Ignoring photographs of the defendants aiming rifles at federal agents, Las Vegas jury has decided not to convict four members of the Cliven Bundy cult with menacing Bureau of Land Management employees during the 2014 standoff.
Ricky Lovelien and Steven Stewart were found not guilty. The jury failed to reach verdicts for Scott Drexler and Eric Parker or found them not guilty on most charges.
It was the second trial for the four men. The first resulted in guilty verdicts for co-defendants Gregory Burleson and Todd Engel, but the jury could not decide on a verdict in their cases.
“Prosecutors characterized the six as the least culpable of 19 co-defendants arrested in early 2016 and charged in the case, including Bundy family members,” reports the Las Vegas Sun. “With the release of Lovelien and Stewart, 17 are still in federal custody.”
None of the defendants was found guilty of a key conspiracy charge alleging that they plotted with Bundy family members to form a self-styled militia and prevent the lawful enforcement of multiple court orders to remove Bundy cattle from arid desert rangeland in what is now the Gold Butte National Monument.
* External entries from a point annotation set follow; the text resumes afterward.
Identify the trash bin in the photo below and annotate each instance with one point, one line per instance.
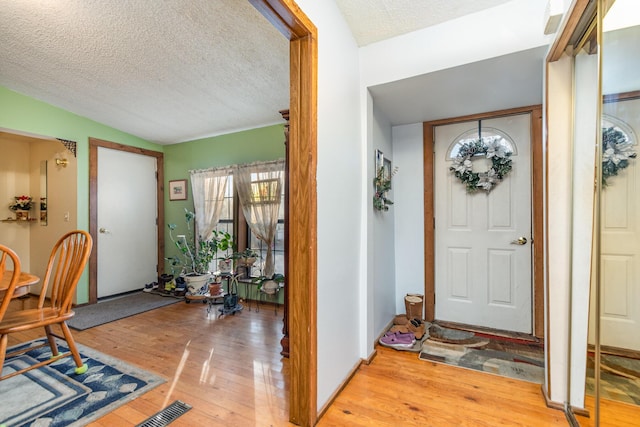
(413, 304)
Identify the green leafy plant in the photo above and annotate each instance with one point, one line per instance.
(277, 278)
(382, 184)
(21, 203)
(195, 255)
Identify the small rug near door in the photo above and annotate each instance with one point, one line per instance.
(118, 308)
(496, 355)
(55, 396)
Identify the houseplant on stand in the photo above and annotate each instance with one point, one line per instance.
(245, 260)
(195, 255)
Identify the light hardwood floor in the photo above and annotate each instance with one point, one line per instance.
(231, 372)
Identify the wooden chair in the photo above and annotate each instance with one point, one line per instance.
(66, 264)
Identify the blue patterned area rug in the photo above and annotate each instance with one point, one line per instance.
(54, 396)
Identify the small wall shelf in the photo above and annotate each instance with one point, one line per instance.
(18, 220)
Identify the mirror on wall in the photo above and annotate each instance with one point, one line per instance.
(614, 329)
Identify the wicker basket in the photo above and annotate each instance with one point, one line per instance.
(413, 304)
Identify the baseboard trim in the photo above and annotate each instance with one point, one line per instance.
(560, 406)
(344, 383)
(353, 371)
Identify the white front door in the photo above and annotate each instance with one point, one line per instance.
(127, 232)
(620, 245)
(482, 274)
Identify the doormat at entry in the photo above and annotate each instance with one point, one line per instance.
(508, 359)
(55, 396)
(118, 308)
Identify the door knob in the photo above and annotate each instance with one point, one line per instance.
(520, 241)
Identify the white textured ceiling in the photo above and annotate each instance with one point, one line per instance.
(174, 70)
(375, 20)
(167, 71)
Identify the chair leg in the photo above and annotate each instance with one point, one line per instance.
(52, 341)
(3, 350)
(81, 368)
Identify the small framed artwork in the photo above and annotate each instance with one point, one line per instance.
(379, 160)
(178, 189)
(387, 171)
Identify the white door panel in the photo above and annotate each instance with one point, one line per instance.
(482, 278)
(127, 231)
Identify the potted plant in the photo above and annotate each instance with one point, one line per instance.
(269, 285)
(195, 256)
(21, 205)
(246, 258)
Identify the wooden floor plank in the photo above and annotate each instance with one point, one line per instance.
(231, 372)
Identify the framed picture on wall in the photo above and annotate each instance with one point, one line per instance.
(379, 160)
(178, 189)
(387, 171)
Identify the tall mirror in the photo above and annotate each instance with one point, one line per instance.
(613, 371)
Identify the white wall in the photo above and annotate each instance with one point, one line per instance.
(585, 130)
(512, 27)
(409, 212)
(382, 263)
(340, 186)
(558, 226)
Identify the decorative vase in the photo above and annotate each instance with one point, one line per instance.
(224, 265)
(197, 283)
(22, 215)
(215, 289)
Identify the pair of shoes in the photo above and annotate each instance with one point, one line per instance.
(416, 326)
(398, 340)
(400, 319)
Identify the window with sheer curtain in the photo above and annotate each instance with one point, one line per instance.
(259, 186)
(260, 189)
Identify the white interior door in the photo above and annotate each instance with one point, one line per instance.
(127, 232)
(482, 277)
(620, 245)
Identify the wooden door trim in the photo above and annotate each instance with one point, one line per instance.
(302, 278)
(536, 201)
(94, 144)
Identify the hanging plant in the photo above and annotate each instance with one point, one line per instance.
(617, 150)
(501, 162)
(382, 184)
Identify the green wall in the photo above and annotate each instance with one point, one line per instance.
(24, 114)
(28, 115)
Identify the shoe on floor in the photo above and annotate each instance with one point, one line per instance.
(397, 339)
(400, 319)
(417, 327)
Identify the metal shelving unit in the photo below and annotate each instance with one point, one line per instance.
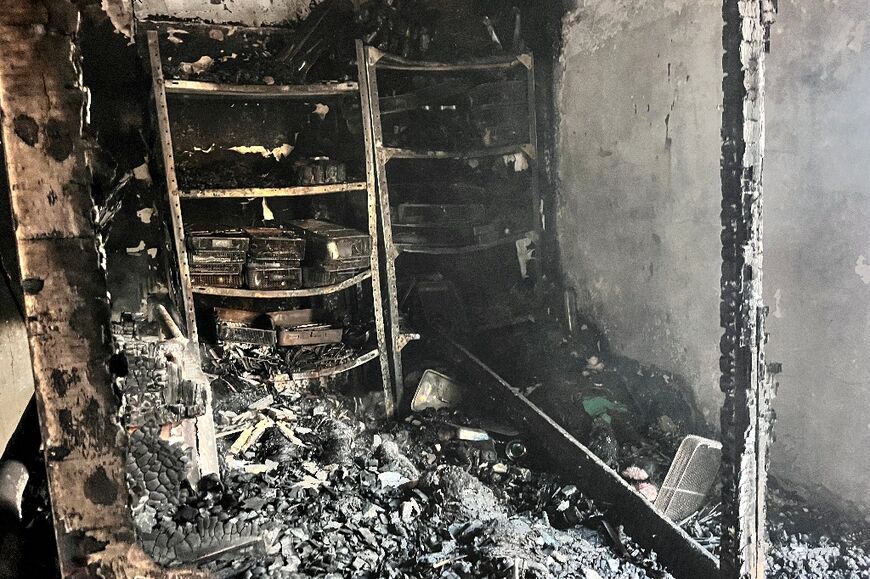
(376, 60)
(163, 87)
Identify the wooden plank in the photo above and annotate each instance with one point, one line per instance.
(66, 301)
(400, 153)
(297, 191)
(339, 369)
(682, 556)
(165, 136)
(260, 91)
(383, 60)
(746, 418)
(460, 250)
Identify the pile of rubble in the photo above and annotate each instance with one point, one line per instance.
(312, 486)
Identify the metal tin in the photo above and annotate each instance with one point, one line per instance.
(246, 335)
(319, 277)
(217, 241)
(285, 278)
(275, 243)
(216, 280)
(327, 242)
(225, 268)
(303, 336)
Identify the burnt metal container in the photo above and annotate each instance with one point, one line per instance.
(217, 280)
(235, 241)
(319, 277)
(272, 279)
(309, 336)
(225, 268)
(212, 256)
(275, 243)
(246, 335)
(330, 242)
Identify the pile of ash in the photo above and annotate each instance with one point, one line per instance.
(309, 489)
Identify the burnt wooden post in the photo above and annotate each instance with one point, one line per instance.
(44, 108)
(746, 417)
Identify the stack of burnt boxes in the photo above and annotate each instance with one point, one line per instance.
(217, 259)
(274, 259)
(309, 253)
(334, 253)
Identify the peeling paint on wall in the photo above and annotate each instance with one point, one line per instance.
(120, 13)
(145, 214)
(249, 12)
(862, 268)
(278, 152)
(136, 249)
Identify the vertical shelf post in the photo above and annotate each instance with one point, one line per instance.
(174, 197)
(372, 195)
(391, 322)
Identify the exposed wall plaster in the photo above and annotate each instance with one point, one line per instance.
(862, 268)
(247, 12)
(120, 13)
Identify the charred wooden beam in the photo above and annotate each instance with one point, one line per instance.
(682, 556)
(44, 111)
(746, 416)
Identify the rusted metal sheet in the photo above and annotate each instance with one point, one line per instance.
(66, 303)
(746, 415)
(682, 556)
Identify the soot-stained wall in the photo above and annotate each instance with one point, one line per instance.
(638, 154)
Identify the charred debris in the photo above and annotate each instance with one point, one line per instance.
(350, 198)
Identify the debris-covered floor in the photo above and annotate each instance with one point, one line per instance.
(316, 485)
(336, 493)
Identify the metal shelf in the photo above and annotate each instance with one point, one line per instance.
(406, 338)
(339, 369)
(187, 293)
(411, 248)
(375, 62)
(199, 88)
(272, 294)
(295, 191)
(402, 153)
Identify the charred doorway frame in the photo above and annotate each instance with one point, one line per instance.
(746, 416)
(44, 106)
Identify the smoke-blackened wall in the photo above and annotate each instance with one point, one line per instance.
(638, 155)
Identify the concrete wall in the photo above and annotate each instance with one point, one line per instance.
(638, 154)
(638, 221)
(817, 241)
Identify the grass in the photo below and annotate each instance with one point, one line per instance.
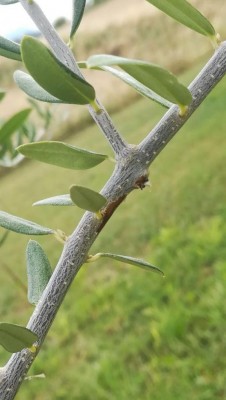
(123, 333)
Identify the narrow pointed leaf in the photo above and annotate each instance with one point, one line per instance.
(152, 76)
(131, 260)
(62, 155)
(32, 88)
(15, 338)
(139, 87)
(9, 49)
(87, 199)
(20, 225)
(6, 2)
(78, 11)
(38, 271)
(61, 200)
(2, 95)
(183, 12)
(3, 238)
(14, 123)
(52, 75)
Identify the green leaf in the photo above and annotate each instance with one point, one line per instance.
(6, 2)
(53, 76)
(61, 154)
(9, 49)
(186, 14)
(38, 271)
(130, 260)
(78, 11)
(2, 95)
(87, 199)
(61, 200)
(152, 76)
(14, 123)
(15, 338)
(139, 87)
(20, 225)
(32, 88)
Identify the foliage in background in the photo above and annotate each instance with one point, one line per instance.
(106, 384)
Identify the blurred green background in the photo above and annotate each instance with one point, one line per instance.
(123, 333)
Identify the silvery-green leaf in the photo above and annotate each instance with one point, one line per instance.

Even though the presiding judge struck Parker’s testimony, jurors were somehow able to overlook “images of Parker and Drexler in prone shooting positions looking down their rifles through slots in the concrete barrier of an Interstate 15 freeway overpass toward heavily armed federal agents guarding a corral of cows below.”
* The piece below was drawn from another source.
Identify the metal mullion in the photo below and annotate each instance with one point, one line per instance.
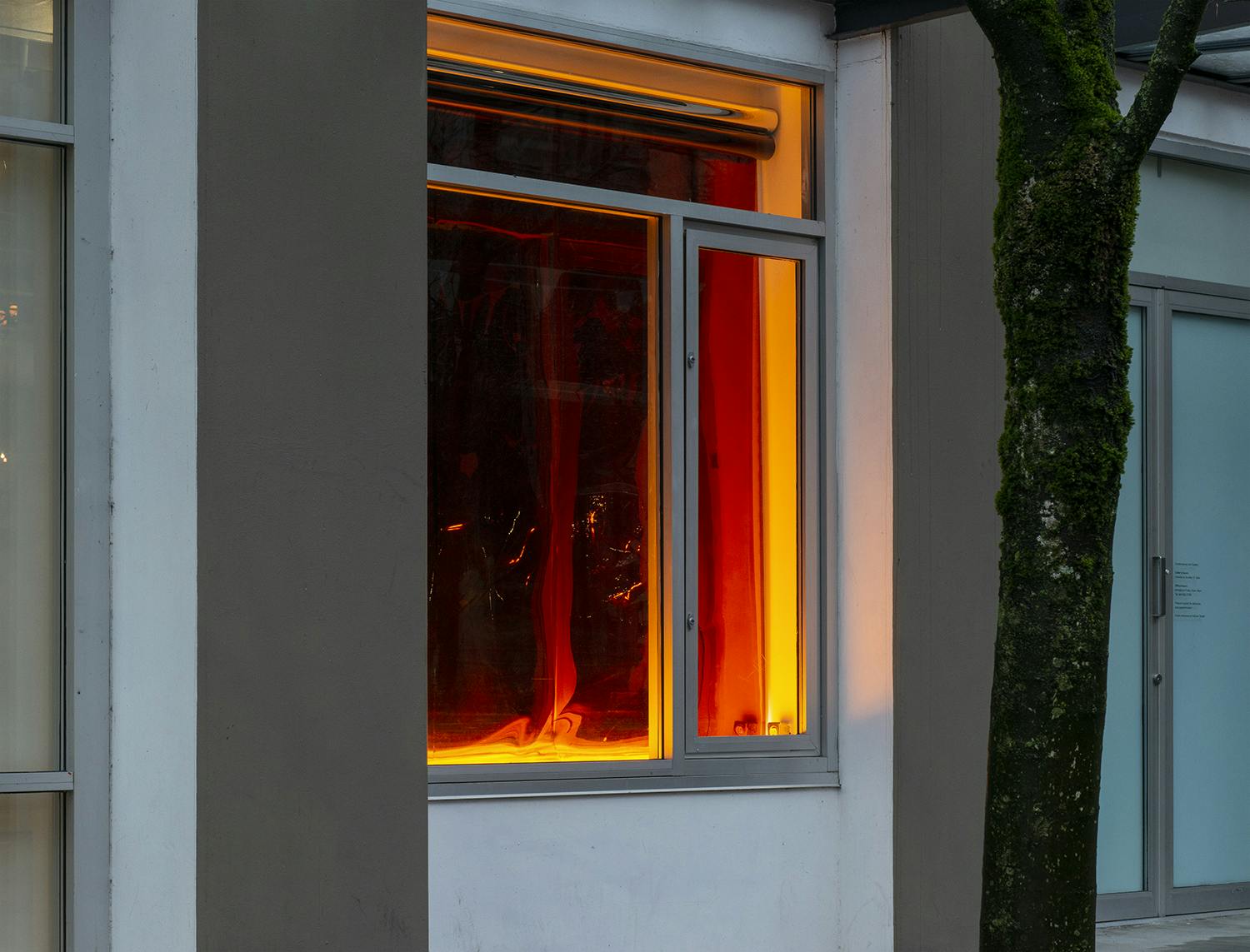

Defendants’ counsel all declined to make closing arguments in protest of US District Judge Gloria Navarro’s decision to prohibit them from raising the Bundy cause as a defense. According to Drexler’s attorney Todd Leventhal, the act of standing mute made a decisive impression on jurors.
“As much as we were shut down from bringing anything up, the jury saw through it,” he said. He complained that “Navarro set such strict rules of evidence that defendants weren’t able to tell why they traveled to the Bundy ranch.”
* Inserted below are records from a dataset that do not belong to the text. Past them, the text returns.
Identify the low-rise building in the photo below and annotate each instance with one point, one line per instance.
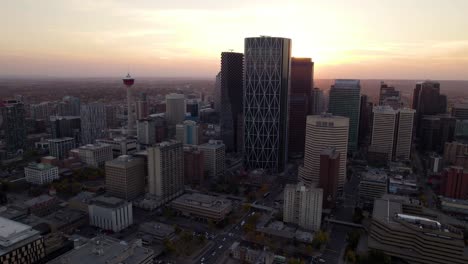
(40, 173)
(20, 243)
(42, 205)
(95, 155)
(202, 206)
(414, 234)
(110, 213)
(107, 250)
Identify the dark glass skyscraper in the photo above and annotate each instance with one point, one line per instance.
(12, 121)
(231, 95)
(345, 98)
(266, 91)
(302, 78)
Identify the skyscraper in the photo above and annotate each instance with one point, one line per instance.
(345, 97)
(317, 104)
(166, 170)
(266, 91)
(232, 81)
(302, 72)
(12, 120)
(404, 134)
(383, 130)
(175, 108)
(324, 131)
(93, 122)
(427, 100)
(128, 81)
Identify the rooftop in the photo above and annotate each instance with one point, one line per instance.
(12, 232)
(104, 250)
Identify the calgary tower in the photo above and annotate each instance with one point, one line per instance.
(128, 82)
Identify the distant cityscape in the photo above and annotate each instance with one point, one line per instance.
(262, 164)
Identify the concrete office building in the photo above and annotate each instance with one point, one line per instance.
(146, 131)
(110, 213)
(40, 173)
(302, 81)
(404, 134)
(93, 122)
(59, 147)
(214, 157)
(12, 114)
(383, 130)
(120, 145)
(175, 108)
(324, 131)
(95, 155)
(166, 170)
(414, 234)
(266, 90)
(125, 177)
(231, 96)
(107, 250)
(189, 133)
(329, 173)
(203, 206)
(345, 100)
(303, 206)
(20, 243)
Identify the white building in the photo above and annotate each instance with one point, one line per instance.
(214, 157)
(110, 213)
(175, 108)
(40, 173)
(146, 131)
(189, 132)
(59, 147)
(95, 155)
(120, 145)
(166, 169)
(303, 206)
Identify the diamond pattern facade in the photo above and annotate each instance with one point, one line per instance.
(266, 91)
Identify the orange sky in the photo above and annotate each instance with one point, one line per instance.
(389, 39)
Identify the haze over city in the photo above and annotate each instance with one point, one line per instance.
(347, 39)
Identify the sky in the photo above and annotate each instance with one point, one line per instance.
(366, 39)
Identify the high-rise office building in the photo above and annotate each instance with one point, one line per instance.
(125, 177)
(59, 147)
(66, 126)
(93, 122)
(231, 96)
(166, 170)
(302, 79)
(345, 97)
(427, 100)
(189, 132)
(383, 130)
(214, 157)
(317, 104)
(324, 131)
(266, 91)
(14, 125)
(175, 108)
(146, 131)
(329, 173)
(365, 120)
(460, 111)
(142, 109)
(303, 206)
(404, 134)
(194, 168)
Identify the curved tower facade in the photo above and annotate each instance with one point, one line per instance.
(266, 91)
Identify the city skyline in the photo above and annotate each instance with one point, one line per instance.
(391, 40)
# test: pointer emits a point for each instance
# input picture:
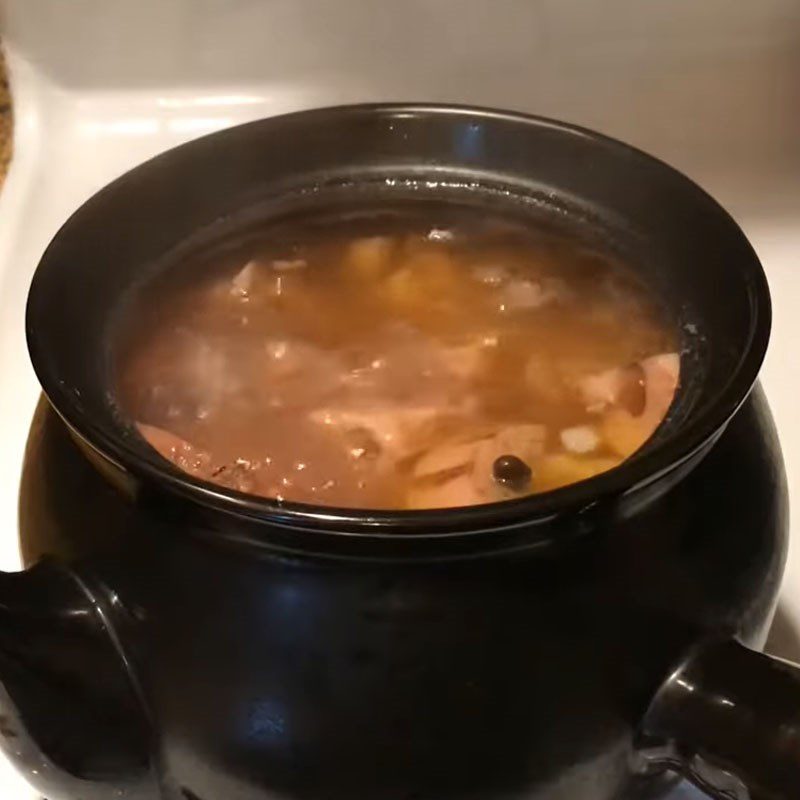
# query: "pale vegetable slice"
(611, 387)
(458, 491)
(369, 257)
(444, 458)
(562, 469)
(242, 281)
(393, 428)
(580, 439)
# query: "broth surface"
(392, 363)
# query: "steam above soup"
(391, 364)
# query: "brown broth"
(390, 366)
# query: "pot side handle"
(70, 717)
(728, 719)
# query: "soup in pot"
(392, 363)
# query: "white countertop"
(100, 86)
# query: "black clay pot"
(175, 641)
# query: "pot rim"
(655, 460)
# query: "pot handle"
(728, 719)
(71, 718)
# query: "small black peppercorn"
(512, 472)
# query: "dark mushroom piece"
(512, 472)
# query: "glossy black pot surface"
(181, 641)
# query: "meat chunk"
(189, 458)
(625, 432)
(394, 428)
(562, 469)
(461, 472)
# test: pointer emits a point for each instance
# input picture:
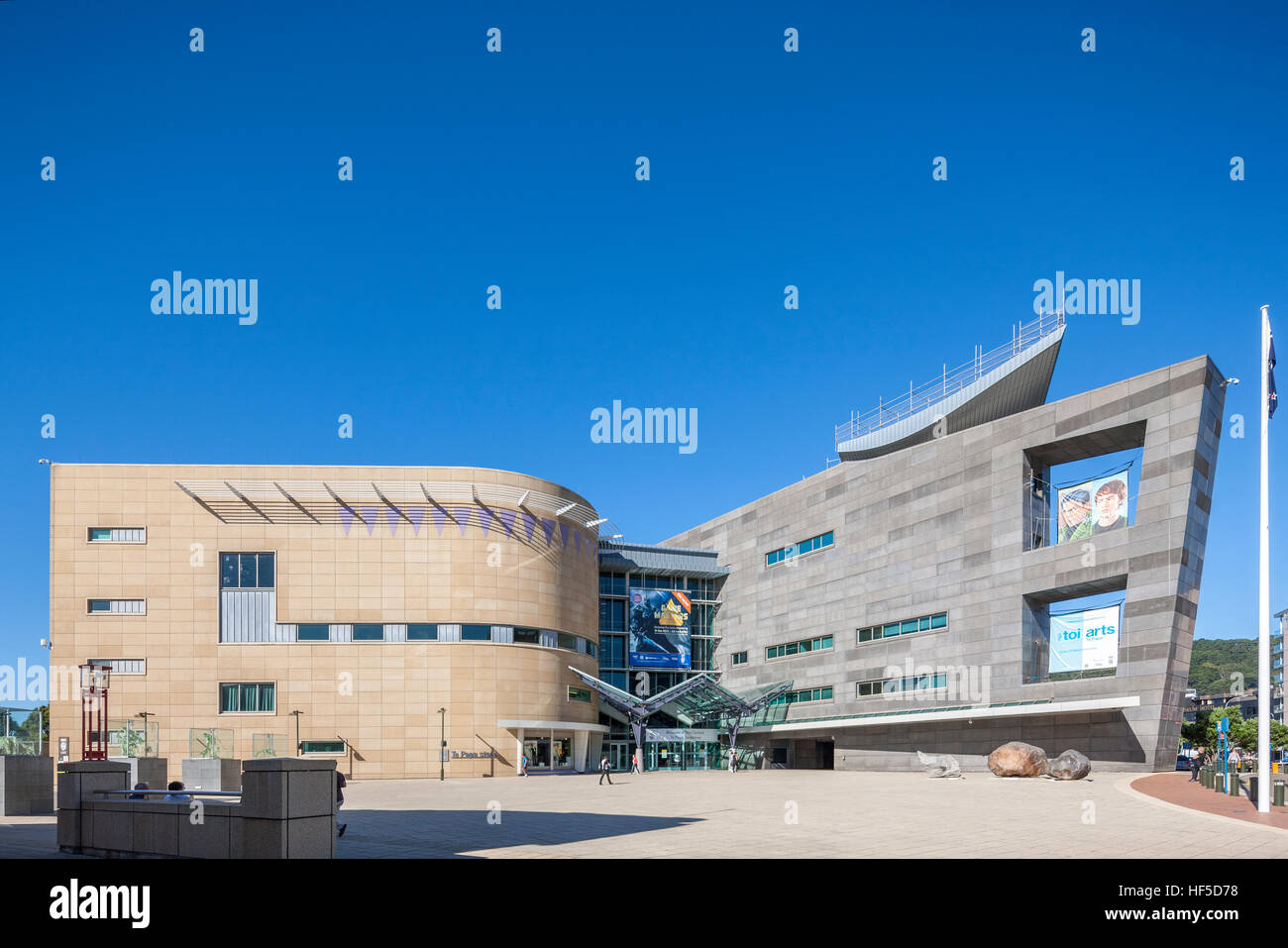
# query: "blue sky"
(518, 168)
Of course, Leventhal has the advantage of defending a Caucasian client. If African Americans pointed guns at federal agents, most juries would have no trouble convicting them for long prison sentences, and would take no interest in why they had traveled hundreds of miles to do it. If Muslim Americans did it, there would be an outcry for their imprisonment at Guantanamo.
Commit the same crime in defense of trespassing cows, however, and juries have a hard time reaching a simple verdict even with damning photographic evidence. Politicians are unwilling to use the word “terrorism” to describe an act that is clearly political and clearly aimed at intimidating federal employees when it is committed by white men in cowboy hats.
Yet I suspect these hypocrisies are not the full explanation for the difficulty that federal juries seem to experience whenever they are asked to convict a Bundy cultist.
As a former federal prosecutor has explained to me, jurors have also generally been reluctant to convict so-called “sovereign citizens,” an affinity group that is well-represented within the Bundy cult.
The sovereign citizens that this particular former prosecutor saw were all charged with tax evasion. Taxes are always unpopular, so juries do not like to convict defendants of ducking the tax man. It is much easier to convict the sovereign citizens who build pipe bombs, file fraudulent liens, and so on.
If they are African Americans of the Moorish Temple — a different cult that is also soaked in sovereign citizen nonsense — then so much the better for a prosecutor’s conviction rate.
Cliven Bundy’s trespass cattle, which were being removed for nonpayment of grazing fees, seem to evoke the same sympathy. So even though it turns out that he is really, really bad at taking care of those cows, it will be hard for a jury to see through Bundy’s cowboy act. That’s also true of his militant admirers.